Inflation Remains High, BI Cuts Interest Rate
---------------------------------------------
2. On July 3, the Central Bureau of Statistics (BPS)
announced a slight decrease in YoY inflation in June 2006 to
15.5 percent. Month-on-month (MoM) inflation rose slightly
to 0.5 percent from 0.4 percent in May, mainly due to a rise
in food prices. Core inflation also increased slightly to
9.6 percent YoY from 9.5 percent in May.
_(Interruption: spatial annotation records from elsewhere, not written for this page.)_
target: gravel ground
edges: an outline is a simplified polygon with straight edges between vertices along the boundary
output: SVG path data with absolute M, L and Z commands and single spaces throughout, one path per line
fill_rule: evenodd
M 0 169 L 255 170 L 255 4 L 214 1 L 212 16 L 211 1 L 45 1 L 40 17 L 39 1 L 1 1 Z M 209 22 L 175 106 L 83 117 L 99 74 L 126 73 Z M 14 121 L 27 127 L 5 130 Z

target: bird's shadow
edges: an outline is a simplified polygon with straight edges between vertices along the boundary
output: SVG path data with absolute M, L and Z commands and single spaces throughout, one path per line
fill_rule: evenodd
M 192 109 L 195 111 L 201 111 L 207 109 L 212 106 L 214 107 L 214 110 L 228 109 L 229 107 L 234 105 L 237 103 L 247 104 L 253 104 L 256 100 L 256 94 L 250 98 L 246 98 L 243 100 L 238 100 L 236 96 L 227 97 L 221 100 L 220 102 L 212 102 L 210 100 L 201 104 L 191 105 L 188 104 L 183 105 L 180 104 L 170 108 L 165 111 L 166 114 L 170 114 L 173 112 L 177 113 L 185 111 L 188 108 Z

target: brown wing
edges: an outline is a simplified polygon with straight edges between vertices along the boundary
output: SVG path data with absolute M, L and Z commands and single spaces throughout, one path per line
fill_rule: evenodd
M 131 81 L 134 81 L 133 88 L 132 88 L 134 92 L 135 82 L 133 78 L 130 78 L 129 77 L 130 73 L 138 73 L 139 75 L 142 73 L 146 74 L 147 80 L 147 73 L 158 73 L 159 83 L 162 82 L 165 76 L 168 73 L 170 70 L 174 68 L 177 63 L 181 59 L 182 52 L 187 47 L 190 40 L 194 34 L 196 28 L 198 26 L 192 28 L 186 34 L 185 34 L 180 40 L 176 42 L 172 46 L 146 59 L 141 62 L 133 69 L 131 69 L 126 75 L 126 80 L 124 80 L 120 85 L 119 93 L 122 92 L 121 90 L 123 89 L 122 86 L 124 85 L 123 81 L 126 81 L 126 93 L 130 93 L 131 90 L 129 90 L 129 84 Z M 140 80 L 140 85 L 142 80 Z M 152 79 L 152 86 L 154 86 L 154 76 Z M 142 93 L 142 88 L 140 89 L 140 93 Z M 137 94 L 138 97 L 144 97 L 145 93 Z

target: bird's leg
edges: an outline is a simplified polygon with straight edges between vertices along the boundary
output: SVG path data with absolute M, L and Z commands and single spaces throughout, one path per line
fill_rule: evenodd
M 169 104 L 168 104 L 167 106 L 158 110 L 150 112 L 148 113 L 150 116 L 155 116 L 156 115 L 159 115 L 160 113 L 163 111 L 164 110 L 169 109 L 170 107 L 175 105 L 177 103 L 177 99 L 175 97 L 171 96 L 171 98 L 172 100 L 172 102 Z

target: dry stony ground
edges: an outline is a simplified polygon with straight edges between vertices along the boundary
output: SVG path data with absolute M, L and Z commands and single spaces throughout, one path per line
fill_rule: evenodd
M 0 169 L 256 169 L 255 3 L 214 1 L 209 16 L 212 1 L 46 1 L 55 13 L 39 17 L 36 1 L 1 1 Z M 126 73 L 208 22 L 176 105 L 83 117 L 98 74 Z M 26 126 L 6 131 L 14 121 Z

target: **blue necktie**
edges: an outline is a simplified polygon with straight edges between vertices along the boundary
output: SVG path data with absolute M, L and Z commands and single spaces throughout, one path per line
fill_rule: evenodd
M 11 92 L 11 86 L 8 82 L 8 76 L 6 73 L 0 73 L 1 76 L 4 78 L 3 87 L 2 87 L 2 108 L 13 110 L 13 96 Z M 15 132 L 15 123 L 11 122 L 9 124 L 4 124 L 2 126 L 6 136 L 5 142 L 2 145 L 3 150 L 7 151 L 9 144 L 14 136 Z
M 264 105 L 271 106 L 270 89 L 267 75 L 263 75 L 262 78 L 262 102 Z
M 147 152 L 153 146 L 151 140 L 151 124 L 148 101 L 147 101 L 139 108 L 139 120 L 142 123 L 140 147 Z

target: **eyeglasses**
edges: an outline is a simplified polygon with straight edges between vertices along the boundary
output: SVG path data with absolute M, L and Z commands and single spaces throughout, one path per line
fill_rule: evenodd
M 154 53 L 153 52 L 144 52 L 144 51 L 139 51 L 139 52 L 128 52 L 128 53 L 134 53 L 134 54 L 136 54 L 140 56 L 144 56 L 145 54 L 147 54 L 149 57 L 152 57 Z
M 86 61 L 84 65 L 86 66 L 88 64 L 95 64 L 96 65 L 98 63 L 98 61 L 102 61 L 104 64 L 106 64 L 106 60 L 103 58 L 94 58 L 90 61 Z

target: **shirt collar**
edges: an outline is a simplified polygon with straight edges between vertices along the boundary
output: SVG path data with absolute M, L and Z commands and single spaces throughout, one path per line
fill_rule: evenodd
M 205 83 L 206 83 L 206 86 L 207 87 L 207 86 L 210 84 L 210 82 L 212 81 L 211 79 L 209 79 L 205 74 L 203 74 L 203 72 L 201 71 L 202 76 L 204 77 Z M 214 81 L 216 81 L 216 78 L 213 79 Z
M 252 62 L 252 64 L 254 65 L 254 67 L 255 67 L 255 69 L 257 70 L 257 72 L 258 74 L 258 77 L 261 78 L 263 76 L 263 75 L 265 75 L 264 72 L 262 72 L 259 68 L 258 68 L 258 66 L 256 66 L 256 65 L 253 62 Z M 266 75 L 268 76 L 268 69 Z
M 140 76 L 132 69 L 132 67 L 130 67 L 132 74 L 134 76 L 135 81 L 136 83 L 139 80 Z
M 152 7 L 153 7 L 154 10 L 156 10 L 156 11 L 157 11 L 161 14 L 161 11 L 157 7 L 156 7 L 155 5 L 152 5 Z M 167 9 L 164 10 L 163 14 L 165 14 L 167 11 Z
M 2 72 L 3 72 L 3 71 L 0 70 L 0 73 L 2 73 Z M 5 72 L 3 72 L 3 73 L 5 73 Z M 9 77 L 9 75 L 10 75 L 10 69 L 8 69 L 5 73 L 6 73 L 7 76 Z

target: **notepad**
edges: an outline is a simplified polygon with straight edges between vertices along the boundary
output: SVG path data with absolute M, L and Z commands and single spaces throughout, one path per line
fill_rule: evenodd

Citing improving
macroeconomic trends, including declining inflation rates,
BI cut short-term interest rates by 25 basis points (bps) to
12.25 percent on June 6, a move widely expected by analysts.
BI Governor Burhanuddin Abdullah said there remains room for
further interest rate cuts. "We will cut more aggressively
in future when there is less pressure from inflation."
Abdullah said he hopes BI can lower benchmark interest rate
to 11 or 10 percent by the end of the year, if inflation
falls into the single digits.
---------------------------------------------
Table 1: Inflation Components - June 2006
---------------------------------------------
Component MoM YoY
---------------------------------------------
Foodstuffs 1.1 17.0
Prepared food, beverages,
tobacco 0.3 11.7
Housing, water, electric, fuel 0.3 12.8
Clothing -0.1 9.8
Health 0.3 7.3
Education, recreation/sports 0.2 8.0
Transportation, communication
and financial services 0.1 30.8
---------------------------------------------
Total 0.5 15.5
---------------------------------------------
Source: Central Bureau of Statistics (BPS)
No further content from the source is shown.